Framlingham leaned forward. 'All this kowtowing to civilised values and decency is all very well, but, cases like that, left to me, the bastard would've been given a taste of his own medicine and then sent for the long drop off some nice corded rope.'

The waiter, a sprig of holly pinned to his red waistcoat, had reappeared, smiling, at the table.

Oil ran down between Framlingham's fingers. 'Calves' liver's good, Frank. Sage and butter, nice and simple.'

Elder nodded, looked quickly down the menu and plumped for lamb cutlets with rosemary, saute potatoes and spinach.

'You'll have some wine, Frank? Red or white?'

'Red?'

Framlingham ordered a bottle of Da Luca Primitivo and some mineral water and for ten or so minutes they allowed themselves to gossip about half-remembered colleagues. Framlingham's liver leaked blood, pink across the plate.

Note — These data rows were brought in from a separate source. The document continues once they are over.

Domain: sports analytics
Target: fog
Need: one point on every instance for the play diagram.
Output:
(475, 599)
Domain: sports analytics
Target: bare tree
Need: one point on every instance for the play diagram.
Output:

'What I have to wonder, Frank, this current business, Maddy Birch, why it matters so much? To you, I mean.'

'I've told you, we worked together.'

'Come on, Frank, it's got to be more than that.'

Elder shook his head. 'I knew her, liked her. That was all.'

Framlingham poured more wine. 'More than fifteen years ago. Around the time Katherine was born, a little after? You were tupping her, Frank, no great disgrace. Times like that, it happens. Feeling a little trapped, I shouldn't wonder. You looked around and there she was. Young, available I dare say.'

'It wasn't like that.'

Framlingham laughed. 'For Christ's sake, Frank, spare us the holier-than-thou. We've all been there. If we're lucky seen it slip between the sheets and out of sight, no one any the wiser.'

Elder bit into a piece of lamb. Well done was what he'd asked for and well done was what he'd got.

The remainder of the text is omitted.